There is actually a recipe for this whipped ricotta with tomatoes in my cookbook, Modern Potluck. But you really don’t need one.
To make: Beat some whole-milk ricotta with olive oil (use a whisk or hand mixer), then fold in some herbs. Spread on a platter and make a well. Stir some chopped tomatoes with more olive oil and herbs and arrange on top of the ricotta. Serve with bread or toasts, with the idea that you will spoon the ricotta and tomatoes on some bread and turn this platter into a big mess.
I assembled this meal in Paris last year. It includes a pre-made, heat-and-eat tortilla espagnole (an egg-based dish with potatoes and onions; I wish I could find these in the U.S.!), sliced melon, lightly dressed lettuce, and ham.

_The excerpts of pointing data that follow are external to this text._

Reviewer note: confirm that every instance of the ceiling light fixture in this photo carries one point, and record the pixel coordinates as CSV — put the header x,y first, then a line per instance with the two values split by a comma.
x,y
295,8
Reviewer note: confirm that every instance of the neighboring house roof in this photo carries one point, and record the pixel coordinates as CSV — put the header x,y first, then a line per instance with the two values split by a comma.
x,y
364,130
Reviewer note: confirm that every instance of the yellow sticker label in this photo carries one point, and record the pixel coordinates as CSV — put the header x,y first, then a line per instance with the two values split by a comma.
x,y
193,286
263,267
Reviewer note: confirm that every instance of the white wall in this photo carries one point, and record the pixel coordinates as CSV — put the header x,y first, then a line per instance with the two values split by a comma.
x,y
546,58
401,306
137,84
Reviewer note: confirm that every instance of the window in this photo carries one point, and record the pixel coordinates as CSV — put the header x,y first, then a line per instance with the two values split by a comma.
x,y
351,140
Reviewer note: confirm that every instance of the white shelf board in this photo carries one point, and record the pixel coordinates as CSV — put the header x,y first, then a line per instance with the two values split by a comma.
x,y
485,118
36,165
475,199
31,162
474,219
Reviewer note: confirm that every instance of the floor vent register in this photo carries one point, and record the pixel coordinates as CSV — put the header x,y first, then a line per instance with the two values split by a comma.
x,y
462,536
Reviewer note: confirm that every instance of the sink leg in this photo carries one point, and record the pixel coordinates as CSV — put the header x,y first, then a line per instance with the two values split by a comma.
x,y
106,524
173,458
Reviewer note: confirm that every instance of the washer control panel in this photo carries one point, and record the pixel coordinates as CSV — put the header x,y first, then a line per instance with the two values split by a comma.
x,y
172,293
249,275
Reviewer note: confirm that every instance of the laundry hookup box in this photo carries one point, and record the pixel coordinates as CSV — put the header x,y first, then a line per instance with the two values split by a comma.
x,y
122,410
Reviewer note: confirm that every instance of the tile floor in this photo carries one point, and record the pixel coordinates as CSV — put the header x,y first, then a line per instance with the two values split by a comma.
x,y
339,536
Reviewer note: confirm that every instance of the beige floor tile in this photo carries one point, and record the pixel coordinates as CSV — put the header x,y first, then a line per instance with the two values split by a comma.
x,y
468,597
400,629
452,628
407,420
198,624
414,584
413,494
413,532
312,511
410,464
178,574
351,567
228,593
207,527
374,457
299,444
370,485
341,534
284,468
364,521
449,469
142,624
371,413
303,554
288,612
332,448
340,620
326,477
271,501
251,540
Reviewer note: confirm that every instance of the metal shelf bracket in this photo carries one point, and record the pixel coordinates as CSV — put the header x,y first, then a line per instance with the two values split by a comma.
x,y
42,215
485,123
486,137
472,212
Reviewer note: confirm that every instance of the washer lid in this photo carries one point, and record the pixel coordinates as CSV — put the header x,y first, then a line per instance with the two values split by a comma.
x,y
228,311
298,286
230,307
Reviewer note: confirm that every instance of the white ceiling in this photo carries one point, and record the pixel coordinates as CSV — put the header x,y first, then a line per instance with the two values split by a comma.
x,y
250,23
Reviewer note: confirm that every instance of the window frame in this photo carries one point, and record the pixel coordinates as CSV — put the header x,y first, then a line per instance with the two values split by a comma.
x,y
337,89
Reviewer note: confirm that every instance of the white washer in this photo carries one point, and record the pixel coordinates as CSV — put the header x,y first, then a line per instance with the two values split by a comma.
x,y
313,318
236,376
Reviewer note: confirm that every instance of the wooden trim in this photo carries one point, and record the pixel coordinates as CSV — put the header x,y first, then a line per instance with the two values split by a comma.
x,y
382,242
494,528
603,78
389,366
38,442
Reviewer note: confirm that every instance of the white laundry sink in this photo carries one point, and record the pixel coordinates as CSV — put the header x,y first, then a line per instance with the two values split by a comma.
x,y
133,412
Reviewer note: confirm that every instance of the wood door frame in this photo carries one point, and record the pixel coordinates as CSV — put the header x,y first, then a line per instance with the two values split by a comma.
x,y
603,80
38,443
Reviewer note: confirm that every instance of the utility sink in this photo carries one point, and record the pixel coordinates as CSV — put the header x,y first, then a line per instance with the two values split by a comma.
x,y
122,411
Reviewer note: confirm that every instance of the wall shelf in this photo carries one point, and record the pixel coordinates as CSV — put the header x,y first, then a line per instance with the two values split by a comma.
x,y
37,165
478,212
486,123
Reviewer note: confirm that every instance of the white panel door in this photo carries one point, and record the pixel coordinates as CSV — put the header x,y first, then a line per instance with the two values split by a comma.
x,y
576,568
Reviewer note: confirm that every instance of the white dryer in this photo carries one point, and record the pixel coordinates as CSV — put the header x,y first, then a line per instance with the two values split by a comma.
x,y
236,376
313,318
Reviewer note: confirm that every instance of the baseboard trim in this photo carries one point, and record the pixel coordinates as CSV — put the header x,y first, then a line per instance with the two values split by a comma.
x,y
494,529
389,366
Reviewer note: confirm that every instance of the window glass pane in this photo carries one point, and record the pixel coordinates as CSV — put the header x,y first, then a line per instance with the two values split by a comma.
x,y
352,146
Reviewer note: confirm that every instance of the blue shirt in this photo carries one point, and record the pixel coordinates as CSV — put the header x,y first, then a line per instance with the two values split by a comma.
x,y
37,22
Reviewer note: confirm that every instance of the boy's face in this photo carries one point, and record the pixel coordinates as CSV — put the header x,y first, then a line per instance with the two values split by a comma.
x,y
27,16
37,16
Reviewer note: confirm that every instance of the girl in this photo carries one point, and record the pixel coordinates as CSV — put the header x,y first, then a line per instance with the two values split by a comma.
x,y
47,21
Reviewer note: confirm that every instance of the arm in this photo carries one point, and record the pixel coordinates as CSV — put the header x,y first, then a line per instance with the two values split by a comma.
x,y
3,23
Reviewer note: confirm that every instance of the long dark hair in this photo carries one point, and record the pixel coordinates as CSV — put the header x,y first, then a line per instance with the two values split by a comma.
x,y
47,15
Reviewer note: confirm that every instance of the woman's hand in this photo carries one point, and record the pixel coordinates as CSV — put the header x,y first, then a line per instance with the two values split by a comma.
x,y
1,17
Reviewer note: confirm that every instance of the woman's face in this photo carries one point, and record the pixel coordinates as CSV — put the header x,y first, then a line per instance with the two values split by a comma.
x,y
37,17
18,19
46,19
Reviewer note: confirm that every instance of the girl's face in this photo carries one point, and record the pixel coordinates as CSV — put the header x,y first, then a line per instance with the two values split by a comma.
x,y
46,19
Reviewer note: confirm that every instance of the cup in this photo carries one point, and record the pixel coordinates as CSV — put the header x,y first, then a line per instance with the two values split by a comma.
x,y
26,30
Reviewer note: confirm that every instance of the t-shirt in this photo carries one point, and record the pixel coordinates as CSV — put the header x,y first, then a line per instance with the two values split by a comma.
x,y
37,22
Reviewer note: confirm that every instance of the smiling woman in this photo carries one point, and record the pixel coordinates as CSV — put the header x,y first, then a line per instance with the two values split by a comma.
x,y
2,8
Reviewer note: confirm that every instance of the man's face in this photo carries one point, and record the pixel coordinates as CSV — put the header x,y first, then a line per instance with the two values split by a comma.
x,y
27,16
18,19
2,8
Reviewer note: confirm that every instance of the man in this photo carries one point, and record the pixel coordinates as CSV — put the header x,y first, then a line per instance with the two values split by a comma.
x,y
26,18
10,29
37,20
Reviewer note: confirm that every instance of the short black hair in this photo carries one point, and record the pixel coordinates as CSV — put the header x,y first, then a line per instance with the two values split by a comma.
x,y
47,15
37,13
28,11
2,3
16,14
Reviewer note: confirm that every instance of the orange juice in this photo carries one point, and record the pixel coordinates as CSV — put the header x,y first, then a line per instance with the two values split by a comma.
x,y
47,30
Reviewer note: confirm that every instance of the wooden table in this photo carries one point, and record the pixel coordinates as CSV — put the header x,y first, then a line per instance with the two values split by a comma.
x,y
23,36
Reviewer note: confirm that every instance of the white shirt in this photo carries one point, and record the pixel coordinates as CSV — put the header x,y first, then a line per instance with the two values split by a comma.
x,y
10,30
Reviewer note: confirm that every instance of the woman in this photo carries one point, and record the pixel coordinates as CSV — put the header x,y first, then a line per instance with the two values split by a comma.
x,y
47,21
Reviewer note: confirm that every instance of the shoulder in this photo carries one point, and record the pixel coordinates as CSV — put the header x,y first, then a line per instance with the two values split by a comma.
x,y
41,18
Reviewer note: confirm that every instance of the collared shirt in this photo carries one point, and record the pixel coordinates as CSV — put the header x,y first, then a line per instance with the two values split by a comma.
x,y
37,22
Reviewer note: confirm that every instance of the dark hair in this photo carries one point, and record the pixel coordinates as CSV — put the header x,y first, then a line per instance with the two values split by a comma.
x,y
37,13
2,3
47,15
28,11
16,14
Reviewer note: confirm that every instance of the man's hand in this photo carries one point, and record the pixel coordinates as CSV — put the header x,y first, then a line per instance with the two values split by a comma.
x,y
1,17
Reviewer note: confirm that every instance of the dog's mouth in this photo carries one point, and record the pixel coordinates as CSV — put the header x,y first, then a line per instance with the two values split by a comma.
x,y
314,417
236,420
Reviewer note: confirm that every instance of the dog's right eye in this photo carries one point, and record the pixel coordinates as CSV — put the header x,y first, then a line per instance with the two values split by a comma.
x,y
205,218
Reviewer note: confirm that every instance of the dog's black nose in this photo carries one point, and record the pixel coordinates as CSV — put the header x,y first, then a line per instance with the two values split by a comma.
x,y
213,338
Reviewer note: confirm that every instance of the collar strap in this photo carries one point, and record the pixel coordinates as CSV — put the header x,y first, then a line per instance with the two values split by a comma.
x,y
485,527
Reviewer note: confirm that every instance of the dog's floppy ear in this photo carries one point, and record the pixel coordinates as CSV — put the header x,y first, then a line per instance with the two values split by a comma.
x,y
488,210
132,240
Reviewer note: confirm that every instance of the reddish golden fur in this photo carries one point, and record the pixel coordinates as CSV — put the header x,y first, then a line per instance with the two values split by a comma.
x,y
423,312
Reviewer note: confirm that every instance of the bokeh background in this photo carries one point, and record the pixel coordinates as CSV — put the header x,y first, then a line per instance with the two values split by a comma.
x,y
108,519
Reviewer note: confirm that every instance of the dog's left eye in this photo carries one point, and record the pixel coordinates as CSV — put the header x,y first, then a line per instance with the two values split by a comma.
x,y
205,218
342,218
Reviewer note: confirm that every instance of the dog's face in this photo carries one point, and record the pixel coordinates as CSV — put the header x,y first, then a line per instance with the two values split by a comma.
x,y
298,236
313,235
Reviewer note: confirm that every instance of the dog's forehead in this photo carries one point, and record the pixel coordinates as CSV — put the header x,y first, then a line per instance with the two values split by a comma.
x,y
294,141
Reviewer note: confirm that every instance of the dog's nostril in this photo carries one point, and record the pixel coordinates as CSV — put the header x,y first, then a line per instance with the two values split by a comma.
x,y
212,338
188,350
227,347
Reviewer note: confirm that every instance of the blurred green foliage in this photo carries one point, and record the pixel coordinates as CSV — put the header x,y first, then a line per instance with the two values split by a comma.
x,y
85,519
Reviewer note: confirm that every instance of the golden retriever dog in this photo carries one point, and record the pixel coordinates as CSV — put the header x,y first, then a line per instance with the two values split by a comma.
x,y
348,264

Could you wrap the ham around the melon? Yes. Could you tear the ham and chop the melon to add to the lettuce for a salad. Sure. With these kinds of dinners, no need to take those extra steps. Just put things out and let everyone make their dinner dreams come true.
Yes, you can steam clams in garlic and white wine. Or tomato sauce. Or lemongrass and ginger with coconut milk. Or many other delicious aromatic-and-liquid combinations. But you don’t need to. The beauty of clams is that they come pre-seasoned, so you can simply steam them in some water and still have something delicious. Slice up some tomatoes and cucumber, tear a few herbs from the garden. Done.
Sure, you can stuff zucchini flowers. Or batter and fry them. But that all takes effort. You can also simply enjoy on a warm egg sandwich, where they’ll wilt the moment they touch the egg.
“Blistered peas” look like they require a fancy technique, when really, they were the result of an accident. I went to steam the peas in a little liquid and oil and then forgot about them, so they became browned in spots. They were fun to eat on a snacking board, with prosciutto, mortadella, mozzarella, wilted broccolini, and strawberries. Of course, you could swap out the vegetables here for whatever you have on hand.
What are some of your favorite summer assemblages or no-cook dinners?
I'm glad you wrote this! that name irked me too. love the ideas and sometimes these are just as good as recipes!
avocado toast topped with strawberries & hot honey OR hummus toast with cukes, feta & gochugaru. All random, delicious and easy.